Current research Invesigating the birational geometry of higher dimensional algebraic varieties by making the best use of the combinations of algebraic, geometric and analytic methods. The topics include the Kodaira dimension of algebraic fiber spaces, applications of the Hodge theory, a birational characterization of abelian varieties, classification of logarithmic algebraic varieties, singularities of pairs, extensions of vanishing theorems, minimal model program, base point free theorem, logarithmic deformation theory, applications of multiplier ideal sheaves, derived category of coherent sheaves on algebraic varieties.

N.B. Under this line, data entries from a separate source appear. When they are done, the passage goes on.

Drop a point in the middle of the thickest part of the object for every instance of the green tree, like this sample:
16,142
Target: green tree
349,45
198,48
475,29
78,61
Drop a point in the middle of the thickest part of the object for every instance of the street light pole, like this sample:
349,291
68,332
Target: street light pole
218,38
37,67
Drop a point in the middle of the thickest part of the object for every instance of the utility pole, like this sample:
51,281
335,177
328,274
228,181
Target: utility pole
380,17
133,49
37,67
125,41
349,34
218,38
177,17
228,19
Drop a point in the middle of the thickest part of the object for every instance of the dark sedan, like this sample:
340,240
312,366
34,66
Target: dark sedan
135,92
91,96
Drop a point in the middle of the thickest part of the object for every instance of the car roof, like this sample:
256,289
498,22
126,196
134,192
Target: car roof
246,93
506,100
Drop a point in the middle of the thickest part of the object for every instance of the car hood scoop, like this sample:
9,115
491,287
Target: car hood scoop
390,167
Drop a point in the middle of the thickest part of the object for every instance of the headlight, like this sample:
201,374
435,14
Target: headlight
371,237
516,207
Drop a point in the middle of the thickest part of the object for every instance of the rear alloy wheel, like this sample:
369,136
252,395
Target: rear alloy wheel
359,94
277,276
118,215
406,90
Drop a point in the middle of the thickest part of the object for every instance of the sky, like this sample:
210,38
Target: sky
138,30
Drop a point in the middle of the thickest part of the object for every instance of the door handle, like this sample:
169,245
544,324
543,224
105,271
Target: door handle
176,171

Prerequisites It takes long time to understand basic concepts in algebraic geometry because this field of mathematics has many interactions with other fields. But thanks to this fact, algebraic geometry is useful and has diverse applications. The language of algebraic geometry is abstract and it is difficult to grasp the meaning of technical terms at first. It is better to start reading books with concrete examples. For example, a textbook by Kirwan on algebraic curves is a nice book showing how mathematics learned up to the second year at the university is applied to algebraic geometry. A text book by Reid is also easily accesible. Shafarevich's textbook is longer but very good. One can proceed to the scheme theory after getting acquainted to the algebraic varieties. Hartshorne's is the standard textbook in scheme theory.